I had (note the past tense) a good white friend who it actually hurt me to let go. His name was Earl and we met when we were managers of different sales forces for a telecommunications company. We attended many of the same meetings and often lunched together. Our children were approximately the same age, his just a little older. When I left the firm to start my own merchandising business, I hired his family as independent contractors to work events at arenas and stadiums and they became my top group. Whenever I had an event, they were my first call and they always got a prime location. We almost never talked about race, which is why learning some of his views was such a shock.

After several years of working together Earl and his family moved to Virginia. I got an opportunity to handle the merchandising at the Richmond Coliseum, which was about an hour from where they lived. I called Earl and worked it out for them to be the primary supplier of vendors for that site. After several more years, that contract ended and I didn’t see much of Earl, though I saw his daughter a couple of times a year at the US Open and the Super Bowl, events we worked at. Once I got a call that Earl was visiting relatives in Orlando, where I lived; he’d had a heart attack and was hospitalized. The number of people outside of my family I’d go see in the hospital is limited, but I rushed to see Earl. He recovered fully and we remained friends, our contact mostly on Facebook.

Around the 2008 presidential election, I posted something in support of a Black candidate and Earl replied. He invited me to read up on a different Black politician who shared his political views. Maybe Earl had always embraced racist views or had only recently been converted.

Somehow the subject turned to abortion. Earl said something to the effect that maybe it wasn’t such a bad idea for Black girls to get abortions as the crime rate would go down. I was stunned. I sent Earl a private message asking if that was what he intended to say? He doubled down and made himself quite clear as to his intentions. I am pro-choice and believe in a woman’s right to choose—but I would never advocate abortion as a policy for an ethnic group, as Earl did. That was our last conversation, although I do hear from his son from time to time who supports many of my views and comments.

When I write stories about race, I often have Earl in mind. I am never disappointed by the anonymous or unknown people who respond to me. Many agree with my writings, some suggest variations on whatever theme I espoused, others consider me racist, usually without explaining why. I’ve met many white people who were free long before I came along but perhaps got some additional insight from my forays into history. Others refuse to accept what I say no matter the documentation: it’s more than they’re willing to handle. I’ve had a few conversations, not nearly as many as I’d like, where we exchange ideas and come to a meeting of the minds. If I can help a few people to become “free” and they help a few more, we just might get something started.

James Baldwin suggested to his nephew there was a way forward. His was ultimately a message of hope and change, though a change has to occur on both sides. I would ask anyone still reading at this point to look for an opportunity to make a positive change in someone’s life. Is there someone out there you can help to be free? During the writing of this story, I’ve decided to reach out to my former friend Earl and see how he’s doing. I don’t know that we’ll solve the world’s problems but not communicating isn’t solving anything.

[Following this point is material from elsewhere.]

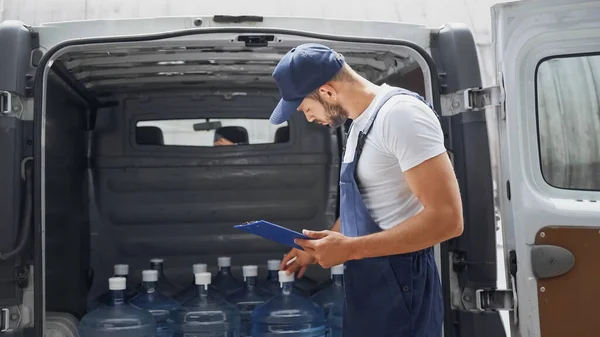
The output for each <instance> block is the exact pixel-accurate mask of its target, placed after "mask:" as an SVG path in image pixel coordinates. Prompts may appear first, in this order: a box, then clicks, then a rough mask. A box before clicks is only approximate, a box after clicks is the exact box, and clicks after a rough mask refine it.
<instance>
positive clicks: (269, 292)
mask: <svg viewBox="0 0 600 337" xmlns="http://www.w3.org/2000/svg"><path fill="white" fill-rule="evenodd" d="M280 265H281V260H268V261H267V279H266V280H265V282H263V284H261V286H260V288H261V289H262V290H264V291H266V292H268V293H270V294H271V295H273V296H275V295H278V294H279V293H280V292H281V285H280V284H279V266H280Z"/></svg>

I’m still going to write about history and show America in a truthful light, which may not be what some want to hear. I will also reach out to people like Earl and at least try to share this truth. Maybe the good listener he used to be is in there somewhere? I can confidently communicate with Earl because I know from whence I came. Maybe the conversation doesn’t go well at all, but trying is better than never making the effort.